OLDWICK, N.J.--(BUSINESS WIRE)--In this A.M.BestTV episode, at the Association of Mutual Insurers and Insurance Cooperatives in Europe (AMICE) Congress 2018 in Stockholm, insurers said Solvency II regulations have required them to add resources and personnel, while limiting their ability to diversify. Click on http://www.ambest.com/v.asp?v=amice618 to view the entire program.
“Solvency II has had an extremely significant impact on mutuals,” said Grzegorz Buczkowski, president, Association of Mutual Insurers and Insurance Cooperatives in Europe. “It was a major shift in the entire regulatory environment for mutuals, since a lot of mutuals are small companies.
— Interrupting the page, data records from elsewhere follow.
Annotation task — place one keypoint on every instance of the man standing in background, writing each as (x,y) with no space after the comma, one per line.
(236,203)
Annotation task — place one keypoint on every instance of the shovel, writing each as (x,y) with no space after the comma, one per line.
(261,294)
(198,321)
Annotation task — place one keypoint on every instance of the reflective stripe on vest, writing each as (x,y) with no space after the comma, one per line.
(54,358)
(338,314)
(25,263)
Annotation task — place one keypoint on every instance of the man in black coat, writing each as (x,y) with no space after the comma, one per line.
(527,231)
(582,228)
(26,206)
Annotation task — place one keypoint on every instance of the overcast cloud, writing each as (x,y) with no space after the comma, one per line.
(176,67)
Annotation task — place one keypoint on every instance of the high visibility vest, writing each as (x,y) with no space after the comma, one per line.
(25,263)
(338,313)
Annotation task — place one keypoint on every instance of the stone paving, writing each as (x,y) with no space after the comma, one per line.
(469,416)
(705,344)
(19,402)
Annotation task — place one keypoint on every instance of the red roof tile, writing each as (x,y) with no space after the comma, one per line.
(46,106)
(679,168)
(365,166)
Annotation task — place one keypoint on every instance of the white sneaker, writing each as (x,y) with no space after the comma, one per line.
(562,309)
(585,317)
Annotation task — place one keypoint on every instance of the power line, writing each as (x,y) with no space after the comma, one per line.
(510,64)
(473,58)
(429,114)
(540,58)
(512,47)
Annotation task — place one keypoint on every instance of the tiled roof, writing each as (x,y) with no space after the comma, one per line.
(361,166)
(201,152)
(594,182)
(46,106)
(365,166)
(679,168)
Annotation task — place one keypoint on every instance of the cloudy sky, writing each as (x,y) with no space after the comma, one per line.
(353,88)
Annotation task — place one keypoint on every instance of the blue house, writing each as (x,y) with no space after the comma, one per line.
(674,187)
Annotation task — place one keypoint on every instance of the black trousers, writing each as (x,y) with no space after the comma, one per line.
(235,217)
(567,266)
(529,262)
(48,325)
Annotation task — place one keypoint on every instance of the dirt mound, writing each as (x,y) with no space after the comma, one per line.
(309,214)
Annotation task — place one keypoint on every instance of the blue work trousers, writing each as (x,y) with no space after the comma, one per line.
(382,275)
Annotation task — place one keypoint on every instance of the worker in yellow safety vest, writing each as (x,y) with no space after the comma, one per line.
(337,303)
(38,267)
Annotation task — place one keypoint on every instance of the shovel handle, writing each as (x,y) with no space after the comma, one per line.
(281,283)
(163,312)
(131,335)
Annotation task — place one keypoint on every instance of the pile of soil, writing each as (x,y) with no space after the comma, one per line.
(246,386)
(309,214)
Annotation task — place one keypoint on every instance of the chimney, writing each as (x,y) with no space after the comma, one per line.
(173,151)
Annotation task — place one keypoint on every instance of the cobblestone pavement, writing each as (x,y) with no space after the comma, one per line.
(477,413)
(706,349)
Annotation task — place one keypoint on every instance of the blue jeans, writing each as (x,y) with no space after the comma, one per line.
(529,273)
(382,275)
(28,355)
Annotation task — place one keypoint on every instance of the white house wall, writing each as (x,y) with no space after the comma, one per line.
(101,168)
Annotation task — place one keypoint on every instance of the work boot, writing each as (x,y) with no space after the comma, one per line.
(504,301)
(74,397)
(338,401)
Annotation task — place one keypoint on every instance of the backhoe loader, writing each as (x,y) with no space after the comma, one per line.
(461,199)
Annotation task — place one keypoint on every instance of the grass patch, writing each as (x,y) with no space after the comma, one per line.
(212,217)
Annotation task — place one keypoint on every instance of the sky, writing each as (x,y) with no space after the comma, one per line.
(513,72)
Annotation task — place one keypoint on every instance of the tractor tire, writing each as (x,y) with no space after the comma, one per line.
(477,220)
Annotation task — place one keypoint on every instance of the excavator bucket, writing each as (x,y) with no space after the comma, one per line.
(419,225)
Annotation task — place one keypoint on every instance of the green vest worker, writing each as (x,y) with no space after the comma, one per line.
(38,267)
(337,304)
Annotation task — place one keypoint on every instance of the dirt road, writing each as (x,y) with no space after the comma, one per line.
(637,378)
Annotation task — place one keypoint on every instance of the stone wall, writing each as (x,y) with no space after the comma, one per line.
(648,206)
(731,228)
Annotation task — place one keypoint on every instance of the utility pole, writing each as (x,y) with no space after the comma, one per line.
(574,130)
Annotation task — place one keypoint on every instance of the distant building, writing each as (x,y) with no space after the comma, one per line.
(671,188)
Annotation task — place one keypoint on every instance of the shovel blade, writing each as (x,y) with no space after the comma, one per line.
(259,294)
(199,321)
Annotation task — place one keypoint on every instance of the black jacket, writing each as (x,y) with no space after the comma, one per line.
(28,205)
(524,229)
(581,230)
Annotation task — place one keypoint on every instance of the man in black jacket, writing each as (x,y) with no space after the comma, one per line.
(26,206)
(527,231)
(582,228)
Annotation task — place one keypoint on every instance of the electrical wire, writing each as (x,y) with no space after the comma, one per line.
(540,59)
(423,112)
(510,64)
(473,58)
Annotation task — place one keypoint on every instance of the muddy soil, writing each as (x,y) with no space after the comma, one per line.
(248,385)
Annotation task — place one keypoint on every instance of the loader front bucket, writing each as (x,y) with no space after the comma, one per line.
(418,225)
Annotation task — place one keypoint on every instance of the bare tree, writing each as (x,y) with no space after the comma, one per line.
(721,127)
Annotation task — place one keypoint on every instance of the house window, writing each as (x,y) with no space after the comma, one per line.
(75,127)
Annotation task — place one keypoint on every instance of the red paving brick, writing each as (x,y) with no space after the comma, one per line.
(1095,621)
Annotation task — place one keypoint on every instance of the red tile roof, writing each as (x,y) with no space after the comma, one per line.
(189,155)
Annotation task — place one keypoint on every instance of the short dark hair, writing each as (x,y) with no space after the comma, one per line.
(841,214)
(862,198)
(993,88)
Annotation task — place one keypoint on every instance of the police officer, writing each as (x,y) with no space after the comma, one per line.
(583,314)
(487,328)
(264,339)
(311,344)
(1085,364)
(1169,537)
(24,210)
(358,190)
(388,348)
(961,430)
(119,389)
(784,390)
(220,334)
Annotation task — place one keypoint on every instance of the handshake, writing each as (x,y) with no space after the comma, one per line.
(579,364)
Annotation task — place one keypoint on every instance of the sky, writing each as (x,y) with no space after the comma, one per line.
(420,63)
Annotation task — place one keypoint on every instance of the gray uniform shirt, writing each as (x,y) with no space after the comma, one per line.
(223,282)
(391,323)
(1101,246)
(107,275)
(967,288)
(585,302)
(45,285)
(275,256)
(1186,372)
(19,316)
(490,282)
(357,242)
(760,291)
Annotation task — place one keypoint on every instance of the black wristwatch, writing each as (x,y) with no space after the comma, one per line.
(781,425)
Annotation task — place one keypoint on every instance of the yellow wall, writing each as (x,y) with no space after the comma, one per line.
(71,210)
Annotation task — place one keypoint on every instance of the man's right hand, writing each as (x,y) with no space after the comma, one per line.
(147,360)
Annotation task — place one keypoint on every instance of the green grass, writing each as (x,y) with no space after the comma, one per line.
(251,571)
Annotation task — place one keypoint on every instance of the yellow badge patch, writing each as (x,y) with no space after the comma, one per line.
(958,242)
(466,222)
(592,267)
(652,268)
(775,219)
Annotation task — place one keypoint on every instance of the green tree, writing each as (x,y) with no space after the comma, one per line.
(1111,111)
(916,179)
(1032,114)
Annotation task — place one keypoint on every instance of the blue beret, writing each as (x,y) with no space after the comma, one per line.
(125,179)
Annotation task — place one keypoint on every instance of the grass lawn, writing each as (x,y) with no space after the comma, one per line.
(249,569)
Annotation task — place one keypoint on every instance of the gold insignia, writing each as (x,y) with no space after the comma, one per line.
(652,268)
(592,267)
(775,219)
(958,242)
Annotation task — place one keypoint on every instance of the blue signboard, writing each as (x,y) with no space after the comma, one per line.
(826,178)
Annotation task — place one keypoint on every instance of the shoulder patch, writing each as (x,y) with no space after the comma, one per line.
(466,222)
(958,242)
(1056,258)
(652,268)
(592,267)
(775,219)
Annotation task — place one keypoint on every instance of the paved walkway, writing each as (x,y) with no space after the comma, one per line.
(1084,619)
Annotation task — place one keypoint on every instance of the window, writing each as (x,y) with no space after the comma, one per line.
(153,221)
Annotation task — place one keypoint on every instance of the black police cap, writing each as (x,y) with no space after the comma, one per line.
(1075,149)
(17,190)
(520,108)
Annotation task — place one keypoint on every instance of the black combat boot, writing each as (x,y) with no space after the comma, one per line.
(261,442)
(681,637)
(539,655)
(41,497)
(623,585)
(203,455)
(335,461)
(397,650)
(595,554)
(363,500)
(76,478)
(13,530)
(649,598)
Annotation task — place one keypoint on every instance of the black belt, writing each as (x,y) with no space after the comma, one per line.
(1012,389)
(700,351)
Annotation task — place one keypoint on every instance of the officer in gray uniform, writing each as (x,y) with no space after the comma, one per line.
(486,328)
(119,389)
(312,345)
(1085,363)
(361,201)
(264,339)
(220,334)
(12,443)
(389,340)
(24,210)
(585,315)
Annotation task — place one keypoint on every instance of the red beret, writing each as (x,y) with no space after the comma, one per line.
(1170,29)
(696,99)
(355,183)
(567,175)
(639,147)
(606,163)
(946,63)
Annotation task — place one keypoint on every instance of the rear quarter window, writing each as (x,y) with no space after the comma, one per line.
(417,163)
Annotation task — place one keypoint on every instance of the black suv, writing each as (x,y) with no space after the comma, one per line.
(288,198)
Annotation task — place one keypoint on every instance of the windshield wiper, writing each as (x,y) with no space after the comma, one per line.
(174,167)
As a result, the additional burden of Solvency II weighted more heavily on mutuals due to their size.”
While acknowledging the goal of the new regime, he said he believes that, “more can be done to alleviate the burden on small insurers.”
Christophe Ollivier, deputy head of the corporate service department, Fédération National de la Mutualité Française, highlights how Solvency II has affected business diversification efforts.
“Solvency II was looked upon as a threat in the beginning, since we did not know what would happen. However, it became not a solvency issue, but a technical one to set-up the model to make sure that everything was working correctly,” he said. “Now, the problem is, if you want to diversify, because the house risk is lower, every risk you try will need additional capital; and thus, Solvency II becomes an issue.”
Also appearing in this episode:
- Gabriel Bernardino, chairman, European Insurance and Occupational Pensions Authority; and
- Monika Kostlin, managing director, Kiel Reinsurance.